At the front or back of their upper jaw, venomous snakes have two sharp teeth that are hollowed out to allow the poison to pass through. Once a snake strikes, inserting these teeth into its prey, venom is squeezed from a gland under each eye into the venom duct -- where it passes more glands that release compounds thought to make the venom more effective -- and out through the venom canal in the fangs.

In non-venomous, constrictor snakes, the teeth are stationary; in snakes with long (grooved) fangs, the teeth fold backward into the mouth when not in use -- otherwise, the snake would puncture the bottom of its own mouth.

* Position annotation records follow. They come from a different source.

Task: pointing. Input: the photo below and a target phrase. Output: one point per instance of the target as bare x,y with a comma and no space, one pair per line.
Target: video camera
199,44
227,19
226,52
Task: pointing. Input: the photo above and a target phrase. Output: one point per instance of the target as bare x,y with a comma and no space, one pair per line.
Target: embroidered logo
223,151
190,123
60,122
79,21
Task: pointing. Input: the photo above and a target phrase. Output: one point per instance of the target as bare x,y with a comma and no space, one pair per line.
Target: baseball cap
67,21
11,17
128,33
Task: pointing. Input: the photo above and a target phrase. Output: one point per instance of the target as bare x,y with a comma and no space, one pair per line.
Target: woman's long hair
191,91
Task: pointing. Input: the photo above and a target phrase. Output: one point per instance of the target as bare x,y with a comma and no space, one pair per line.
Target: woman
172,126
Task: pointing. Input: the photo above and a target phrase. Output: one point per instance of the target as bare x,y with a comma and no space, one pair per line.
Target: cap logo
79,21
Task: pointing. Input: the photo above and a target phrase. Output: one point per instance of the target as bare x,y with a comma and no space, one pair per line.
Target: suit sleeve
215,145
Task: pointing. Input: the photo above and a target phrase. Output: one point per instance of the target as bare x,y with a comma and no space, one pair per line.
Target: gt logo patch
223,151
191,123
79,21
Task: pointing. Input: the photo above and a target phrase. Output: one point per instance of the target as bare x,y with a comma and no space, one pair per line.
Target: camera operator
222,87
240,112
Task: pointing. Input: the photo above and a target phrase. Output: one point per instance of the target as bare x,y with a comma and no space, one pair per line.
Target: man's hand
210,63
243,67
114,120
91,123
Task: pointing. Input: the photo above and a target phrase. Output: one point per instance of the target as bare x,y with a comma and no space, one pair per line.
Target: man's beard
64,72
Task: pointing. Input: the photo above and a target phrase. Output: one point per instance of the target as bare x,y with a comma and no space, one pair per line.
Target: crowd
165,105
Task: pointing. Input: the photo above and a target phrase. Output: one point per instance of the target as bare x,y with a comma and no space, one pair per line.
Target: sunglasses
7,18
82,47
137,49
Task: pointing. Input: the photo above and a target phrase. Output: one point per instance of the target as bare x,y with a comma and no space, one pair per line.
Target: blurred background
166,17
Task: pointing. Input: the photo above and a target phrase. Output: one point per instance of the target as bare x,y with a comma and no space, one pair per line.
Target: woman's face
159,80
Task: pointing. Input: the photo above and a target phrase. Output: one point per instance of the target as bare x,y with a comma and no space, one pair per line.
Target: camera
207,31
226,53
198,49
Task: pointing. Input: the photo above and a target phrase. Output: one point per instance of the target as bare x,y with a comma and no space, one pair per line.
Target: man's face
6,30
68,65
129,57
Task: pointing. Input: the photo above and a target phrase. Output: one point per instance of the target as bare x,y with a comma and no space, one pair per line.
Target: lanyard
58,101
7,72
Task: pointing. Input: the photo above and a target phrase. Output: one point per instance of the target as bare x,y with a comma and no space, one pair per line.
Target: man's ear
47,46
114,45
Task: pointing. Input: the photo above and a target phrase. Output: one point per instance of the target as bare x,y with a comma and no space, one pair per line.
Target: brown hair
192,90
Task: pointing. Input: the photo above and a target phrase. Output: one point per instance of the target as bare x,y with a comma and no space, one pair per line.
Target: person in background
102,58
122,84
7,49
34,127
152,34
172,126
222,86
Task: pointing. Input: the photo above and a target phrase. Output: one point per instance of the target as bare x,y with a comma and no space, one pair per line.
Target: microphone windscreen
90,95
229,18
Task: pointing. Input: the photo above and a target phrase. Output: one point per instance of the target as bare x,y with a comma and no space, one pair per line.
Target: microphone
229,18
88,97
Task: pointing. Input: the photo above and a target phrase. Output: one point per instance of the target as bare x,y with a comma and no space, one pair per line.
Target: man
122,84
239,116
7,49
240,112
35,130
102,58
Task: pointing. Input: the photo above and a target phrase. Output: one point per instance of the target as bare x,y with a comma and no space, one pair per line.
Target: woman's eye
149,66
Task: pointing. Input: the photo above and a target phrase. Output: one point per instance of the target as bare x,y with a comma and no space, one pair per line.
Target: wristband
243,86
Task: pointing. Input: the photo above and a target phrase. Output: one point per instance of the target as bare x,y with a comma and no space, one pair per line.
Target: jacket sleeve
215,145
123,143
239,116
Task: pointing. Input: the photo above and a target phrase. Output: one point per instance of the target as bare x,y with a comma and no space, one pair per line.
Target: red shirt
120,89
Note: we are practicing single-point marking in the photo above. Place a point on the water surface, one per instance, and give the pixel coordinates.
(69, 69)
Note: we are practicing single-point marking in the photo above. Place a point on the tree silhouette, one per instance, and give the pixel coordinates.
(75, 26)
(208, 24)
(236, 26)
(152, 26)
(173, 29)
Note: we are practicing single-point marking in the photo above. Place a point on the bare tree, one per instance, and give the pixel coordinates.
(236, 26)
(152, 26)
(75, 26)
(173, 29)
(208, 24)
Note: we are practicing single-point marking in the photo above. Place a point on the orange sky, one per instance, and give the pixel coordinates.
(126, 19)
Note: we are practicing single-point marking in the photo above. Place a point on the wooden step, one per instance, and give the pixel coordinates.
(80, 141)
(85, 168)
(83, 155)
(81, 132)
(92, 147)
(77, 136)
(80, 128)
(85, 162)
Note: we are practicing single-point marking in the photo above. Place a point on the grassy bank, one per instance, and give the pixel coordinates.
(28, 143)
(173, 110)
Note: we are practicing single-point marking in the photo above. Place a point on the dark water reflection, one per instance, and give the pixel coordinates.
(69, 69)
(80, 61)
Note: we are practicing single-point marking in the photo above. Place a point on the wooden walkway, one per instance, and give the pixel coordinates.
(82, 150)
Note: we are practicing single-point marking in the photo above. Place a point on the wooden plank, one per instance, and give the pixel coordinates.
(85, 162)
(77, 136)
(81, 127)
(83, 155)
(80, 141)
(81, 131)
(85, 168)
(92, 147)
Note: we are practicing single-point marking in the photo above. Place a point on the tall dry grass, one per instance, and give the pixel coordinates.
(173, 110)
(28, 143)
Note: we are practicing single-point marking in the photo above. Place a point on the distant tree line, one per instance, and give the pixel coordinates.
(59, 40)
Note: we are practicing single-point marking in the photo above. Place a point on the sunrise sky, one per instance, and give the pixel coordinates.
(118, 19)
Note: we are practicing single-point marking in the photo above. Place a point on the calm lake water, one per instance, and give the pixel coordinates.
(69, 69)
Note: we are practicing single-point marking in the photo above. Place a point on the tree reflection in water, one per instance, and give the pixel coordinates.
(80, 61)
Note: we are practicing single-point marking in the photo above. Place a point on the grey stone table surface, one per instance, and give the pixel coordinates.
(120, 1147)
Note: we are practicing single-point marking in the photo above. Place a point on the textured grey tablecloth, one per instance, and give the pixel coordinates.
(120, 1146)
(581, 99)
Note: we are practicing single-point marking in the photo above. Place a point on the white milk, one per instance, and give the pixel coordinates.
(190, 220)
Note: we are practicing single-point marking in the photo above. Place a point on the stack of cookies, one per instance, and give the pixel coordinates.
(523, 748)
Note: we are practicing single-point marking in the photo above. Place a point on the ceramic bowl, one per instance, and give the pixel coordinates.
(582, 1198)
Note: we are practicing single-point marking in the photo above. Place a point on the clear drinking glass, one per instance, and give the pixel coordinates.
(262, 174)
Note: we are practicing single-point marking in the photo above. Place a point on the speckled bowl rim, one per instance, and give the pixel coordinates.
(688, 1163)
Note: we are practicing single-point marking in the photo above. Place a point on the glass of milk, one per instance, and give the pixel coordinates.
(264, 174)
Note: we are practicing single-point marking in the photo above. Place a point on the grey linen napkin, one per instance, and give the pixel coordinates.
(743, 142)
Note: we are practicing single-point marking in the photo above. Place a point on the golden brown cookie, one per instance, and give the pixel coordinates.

Although the venomous snake species -- which make up only one fifth of all snakes -- each have their own special brew, the following are the three most important types of toxins found in snake venom:

  • Neurotoxins - Affect the nervous system by seizing up the nerve centers, often causing breathing to cease
  • Cardiotoxins - Deteriorate the muscles of the heart, causing it to stop beating
  • Hemotoxins - Cause the blood vessels to rupture, resulting in widespread internal bleeding

Some venom may also include agglutinins, which make the blood clot, or anticoagulants, which make the blood thin. Most snake venom makes use of several of these compounds for a deadly combined effect. A few snakes squeeze the life out their prey in another way -- constriction. Once a snake has the animal firmly in the grip of its jaws, it loops its body in coils around the prey. When the animal exhales, letting the air out of its body cavity, the snake contracts its powerful system of muscles to tighten the coils, squeezing the body so that the animal cannot breathe in again. According to a Carnegie Mellon University study in 2002, depending on its size, a constrictor can apply 6 to 12 pounds of pressure per square inch. Although this pressure suffocates the prey by compressing the lungs, it can also have the same effect on the heart, speeding up death significantly.


Red-sided garter snakes in mating ball.

Norbert Rosing/Getty Images


Snake Sex

One might think having no limbs would put a damper on the love life, but not for snakes. When a female snake is ready to mate, she begins to release a special scent (pheromones) from skin glands on her back. As she goes about her daily routine, she leaves an odor trail as she pushes off resistance points on the ground (See Getting Around). If a sexually mature male catches her scent, he will follow her trail until he finds her. The male snake begins to court the female by bumping his chin on the back of her head and crawling over her. When she is willing, she raises her tail. At that point, he wraps his tail around hers so the bottoms of their tails meet at the cloaca -- the exit point for waste and reproductive fluid. The male inserts his two sex organs, the hemipenes, which then extend and release sperm. Snake sex usually takes under an hour, but it can last as long as a whole day.

Female snakes reproduce about once or twice a year; however, the methods of birth vary among species. Some snakes give birth to live young (from one to 150 at a time), while others lay eggs (from one to 100 at a time); some even combine these methods by holding eggs internally until they hatch, and the babies are born live. For the most part, female snakes do not sit on their eggs like a hen, but in some cases they will protect their eggs (and their young) for a few days after they leave the mother's body.